Somut olayda, davacı işyerinde örgütlü ve yetkili olan … Sendikasına üye olduğunu, fakat muvazaalı bir biçimde yüklenici firmaların işçisi olarak gösterildiğinden sendika ile davalı … arasında imzalanan Toplu İş Sözleşmesinden yararlandırılmadığını iddia etmiş, İlk Derece Mahkemesince davalı … ile dava dışı hizmet alım sözleşmesi imzalanan şirketler arasındaki ilişkinin muvazaalı olduğu gerekçesi ile davacı işçinin davalının taraf olduğu Toplu İş Sözleşmelerinin tamamından yararlanabileceği kabul edilmiş ise de davacının söz konusu Toplu İş Sözleşmelerinden yararlanması için sendikaya üye olması, üyeliğin işverene bildirilmesi veya dayanışma aidatı kesilmesini talep etmesi gerektiği, davacının muvazaa nedeniyle baştan itibaren davalı Belediyenin işçisi sayılmasının başkaca bir işleme gerek kalmaksızın davalı Belediyenin tarafı olduğu toplu iş sözleşmelerinden yararlandırılmasına imkan vermeyeceği gözetilmeksizin dava konusu alacaklara hükmedilmesi isabetli olmadığından tüm dosya kapsamı ile 6356 sayılı Kanun’un 39. maddesi değerlendirilmek suretiyle davacının üyeliğinin hangi tarihte davalı Belediyeye bildirildiği ve Toplu iş sözleşmelerinden hangi tarih itibarı ile faydalanabileceği belirlenmeli sonucuna göre Toplu İş sözleşmesinden kaynaklanan fark ücret talepleri ile ilgili bir karar vermek gerekirken açıklanan maddi ve hukuki esaslar gözetilmeden eksik inceleme ile hüküm kurulması hatalı olup kararın bu nedenle bozulması gerekmiştir.

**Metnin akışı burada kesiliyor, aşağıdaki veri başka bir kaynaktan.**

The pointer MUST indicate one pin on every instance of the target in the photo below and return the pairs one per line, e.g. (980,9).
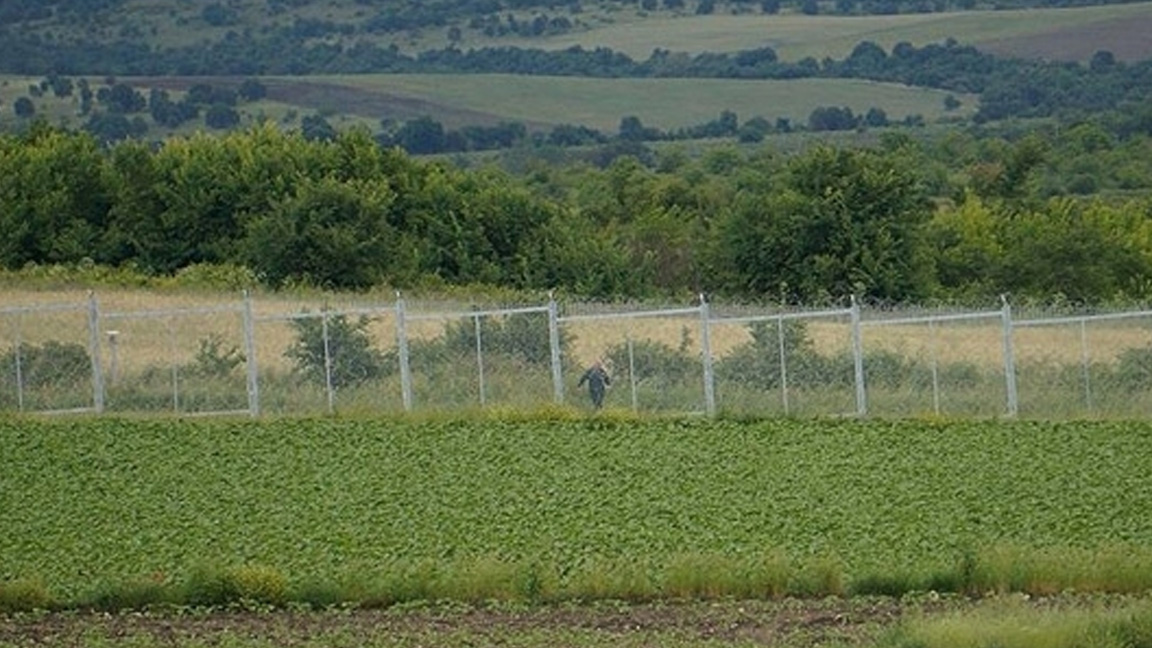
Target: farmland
(86,503)
(576,527)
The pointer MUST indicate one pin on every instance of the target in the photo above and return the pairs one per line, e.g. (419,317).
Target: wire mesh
(653,359)
(942,363)
(46,359)
(294,356)
(1085,366)
(785,364)
(325,360)
(186,361)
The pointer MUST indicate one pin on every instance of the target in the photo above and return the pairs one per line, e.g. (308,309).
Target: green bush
(51,364)
(349,349)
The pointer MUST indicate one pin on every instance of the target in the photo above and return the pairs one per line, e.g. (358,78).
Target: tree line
(892,223)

3-Taraflar arasındaki bir diğer uyuşmazlık davacının ikinci ıslah dilekçesine değer verilip verilmeyeceği yönündedir.
Somut uyuşmazlıkta davacı vekilince aile yardımı alacağı talep edilmiştir. Davacının aile yardımı alacağını 30.10.2019 havale ve harç tarihli ıslah dilekçesi ile 5.000,00 TL arttırarak toplam 5.010,00 TL’ye çıkarttığı, daha sonra 10.01.2020 tarihinde verdiği ikinci ıslah dilekçesi ile de 5.646,80 TL’ye çıkarttığı görülmektedir. Mahkemenin ikinci ıslah mahiyetindeki 10.01.2020 tarihli dilekçeye değer verilmemesi yerinde ise de usule uygun olarak yapıldığı anlaşılan 30.10.2019 tarihli ilk ıslah dilekçesi gözetilerek hüküm altına alınması gereken aile yardımı alacağına ilişkin talebin hiç ıslah yapılmamış gibi dava dilekçesinde talep edilen miktar gözetilerek hüküm altına alınmış olması hatalıdır.
Sonuç:
Temyiz olunan Bölge Adliye Mahkemesi kararının, yukarıda yazılı sebeplerden dolayı BOZULARAK ORTADAN KALDIRILMASINA, dosyanın kararı veren İlk Derece Mahkemesine gönderilmesine, bozma kararının bir örneğinin kararı veren Bölge Adliye Mahkemesine gönderilmesine, peşin alınan temyiz karar harcının istek halinde ilgiliye iadesine, 28.09.2021 tarihinde oybirliğiyle karar verildi.